I tried it with Firefox Quantum 57.0 and the file doesn’t download on that either.
Hi T J. I had problems with FF ESR on sites like soundcloud.
Hi Corporate Death. I am using FF 52.5 ESR and I have never had a download failure before. I forgot to mention that I left about 2 hours between the download attempts in case it was a hiccup on the HP Servers.
I have logged a complaint with HP Support.
Perhaps Father Christmas will deliver a fix :))
Do you automatically get the update through windows update?
I recently had to manually force a driver update (via ms servers) for one device. But it was not offered with the normal (security) updates.
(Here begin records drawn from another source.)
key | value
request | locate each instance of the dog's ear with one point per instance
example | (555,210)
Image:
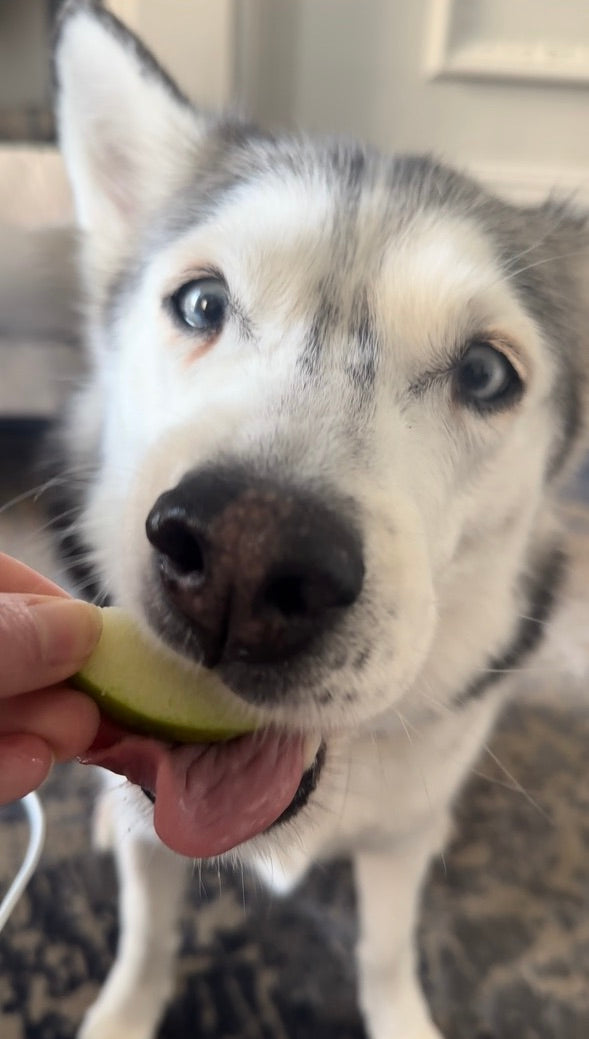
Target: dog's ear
(128,135)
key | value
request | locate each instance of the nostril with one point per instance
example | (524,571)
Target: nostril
(180,544)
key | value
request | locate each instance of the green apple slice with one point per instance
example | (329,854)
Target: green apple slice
(150,691)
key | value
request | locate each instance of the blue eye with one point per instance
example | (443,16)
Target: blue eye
(202,304)
(486,379)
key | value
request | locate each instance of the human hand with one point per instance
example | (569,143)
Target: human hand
(45,638)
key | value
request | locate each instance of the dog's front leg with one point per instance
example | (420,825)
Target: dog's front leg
(136,991)
(389,886)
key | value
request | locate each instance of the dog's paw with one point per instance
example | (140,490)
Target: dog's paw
(102,1022)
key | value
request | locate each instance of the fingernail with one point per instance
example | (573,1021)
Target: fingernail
(68,630)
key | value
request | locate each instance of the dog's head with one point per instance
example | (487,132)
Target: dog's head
(329,392)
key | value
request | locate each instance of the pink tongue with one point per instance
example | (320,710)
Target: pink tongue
(210,797)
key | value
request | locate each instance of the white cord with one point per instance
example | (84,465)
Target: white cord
(35,817)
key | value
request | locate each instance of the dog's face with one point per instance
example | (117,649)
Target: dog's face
(331,385)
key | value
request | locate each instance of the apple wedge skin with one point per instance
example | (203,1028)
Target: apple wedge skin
(149,692)
(160,728)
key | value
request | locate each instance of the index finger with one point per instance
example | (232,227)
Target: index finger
(15,577)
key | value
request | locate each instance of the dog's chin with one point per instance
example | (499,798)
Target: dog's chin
(316,752)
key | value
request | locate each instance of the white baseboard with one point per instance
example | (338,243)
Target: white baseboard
(529,185)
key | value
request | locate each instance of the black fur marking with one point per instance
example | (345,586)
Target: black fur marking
(326,317)
(62,503)
(363,336)
(305,788)
(123,35)
(540,590)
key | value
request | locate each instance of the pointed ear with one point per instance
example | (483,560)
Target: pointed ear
(128,135)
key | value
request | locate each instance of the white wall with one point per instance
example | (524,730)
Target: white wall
(358,67)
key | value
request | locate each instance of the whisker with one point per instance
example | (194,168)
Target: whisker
(517,786)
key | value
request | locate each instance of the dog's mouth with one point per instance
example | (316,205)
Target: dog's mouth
(208,798)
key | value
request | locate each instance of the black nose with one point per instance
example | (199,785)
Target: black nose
(258,569)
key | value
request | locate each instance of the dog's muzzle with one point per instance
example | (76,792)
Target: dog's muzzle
(257,568)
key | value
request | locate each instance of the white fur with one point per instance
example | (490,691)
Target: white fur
(431,477)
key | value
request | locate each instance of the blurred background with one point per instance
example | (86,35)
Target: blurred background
(500,87)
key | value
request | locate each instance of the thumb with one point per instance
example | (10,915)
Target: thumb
(44,639)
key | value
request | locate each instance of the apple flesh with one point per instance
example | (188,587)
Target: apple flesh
(151,691)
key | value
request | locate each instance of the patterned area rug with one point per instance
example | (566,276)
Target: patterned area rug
(505,931)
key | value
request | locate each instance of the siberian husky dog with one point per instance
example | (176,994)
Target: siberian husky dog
(330,395)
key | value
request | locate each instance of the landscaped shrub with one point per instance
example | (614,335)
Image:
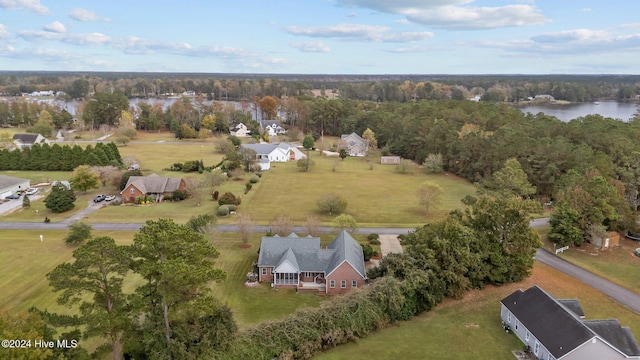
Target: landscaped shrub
(223,210)
(179,195)
(228,198)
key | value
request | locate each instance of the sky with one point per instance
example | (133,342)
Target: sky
(323,36)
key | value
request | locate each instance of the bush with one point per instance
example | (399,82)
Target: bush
(179,195)
(228,198)
(223,210)
(368,252)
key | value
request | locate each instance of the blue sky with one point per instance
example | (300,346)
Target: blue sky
(323,36)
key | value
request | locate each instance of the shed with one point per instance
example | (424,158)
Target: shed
(10,185)
(610,240)
(389,160)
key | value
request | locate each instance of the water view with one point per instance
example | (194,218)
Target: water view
(568,112)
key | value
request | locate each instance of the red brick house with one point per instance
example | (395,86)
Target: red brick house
(152,185)
(302,264)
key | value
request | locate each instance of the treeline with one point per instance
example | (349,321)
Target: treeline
(381,88)
(59,158)
(23,113)
(490,243)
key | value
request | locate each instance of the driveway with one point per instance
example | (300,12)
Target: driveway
(619,294)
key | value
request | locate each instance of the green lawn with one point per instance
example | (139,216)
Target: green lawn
(469,329)
(379,197)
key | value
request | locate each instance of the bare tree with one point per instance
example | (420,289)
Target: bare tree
(282,225)
(312,225)
(430,196)
(244,222)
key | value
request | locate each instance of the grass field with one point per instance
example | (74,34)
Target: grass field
(469,329)
(617,264)
(379,197)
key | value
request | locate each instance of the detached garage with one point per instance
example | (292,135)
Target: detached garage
(9,185)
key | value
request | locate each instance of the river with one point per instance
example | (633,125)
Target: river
(567,112)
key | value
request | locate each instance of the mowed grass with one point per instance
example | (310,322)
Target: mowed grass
(157,156)
(469,329)
(617,264)
(377,197)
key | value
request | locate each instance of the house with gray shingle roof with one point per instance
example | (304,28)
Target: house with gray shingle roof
(301,263)
(555,329)
(158,186)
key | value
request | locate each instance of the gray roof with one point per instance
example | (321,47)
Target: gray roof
(616,335)
(154,184)
(307,255)
(556,327)
(26,138)
(8,181)
(573,305)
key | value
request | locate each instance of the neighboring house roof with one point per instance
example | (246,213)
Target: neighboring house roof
(556,323)
(305,254)
(9,181)
(551,323)
(266,149)
(616,335)
(154,184)
(28,139)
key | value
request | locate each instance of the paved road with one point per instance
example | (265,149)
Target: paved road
(619,294)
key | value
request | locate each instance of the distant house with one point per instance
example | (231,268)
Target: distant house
(22,141)
(10,185)
(611,239)
(272,127)
(356,145)
(302,264)
(158,186)
(389,160)
(239,130)
(555,329)
(276,152)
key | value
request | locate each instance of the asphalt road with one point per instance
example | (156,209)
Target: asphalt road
(619,294)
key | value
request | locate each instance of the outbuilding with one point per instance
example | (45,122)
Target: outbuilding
(10,185)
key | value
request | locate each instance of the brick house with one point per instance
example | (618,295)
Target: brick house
(301,263)
(556,330)
(154,185)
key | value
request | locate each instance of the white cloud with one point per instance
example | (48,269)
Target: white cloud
(30,5)
(81,14)
(3,32)
(55,26)
(374,33)
(77,39)
(312,46)
(455,14)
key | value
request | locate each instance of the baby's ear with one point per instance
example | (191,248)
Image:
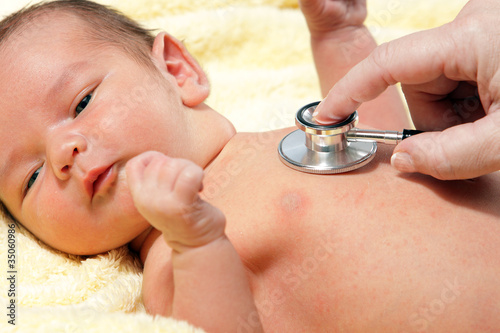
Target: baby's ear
(178,62)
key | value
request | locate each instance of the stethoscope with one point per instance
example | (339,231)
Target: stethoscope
(330,149)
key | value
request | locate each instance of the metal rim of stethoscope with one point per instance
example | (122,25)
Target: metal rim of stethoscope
(324,149)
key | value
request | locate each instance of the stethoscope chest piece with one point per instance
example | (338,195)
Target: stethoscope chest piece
(320,149)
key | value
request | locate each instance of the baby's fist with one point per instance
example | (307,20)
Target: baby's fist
(165,191)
I was not aware of this backdoor. Willingly infecting one’s products denotes an awful hostility towards one’s customers…
When the infamous Sony rootkit was revealed -that was Sony infecting PC’s with audio CD from their record subsidiaries- my reaction was to start a Sony boycott that I still enforce today. Now that I am in the market for a new mobile PC, I will make certain to avoid this brand for this purchase and subsequent ones.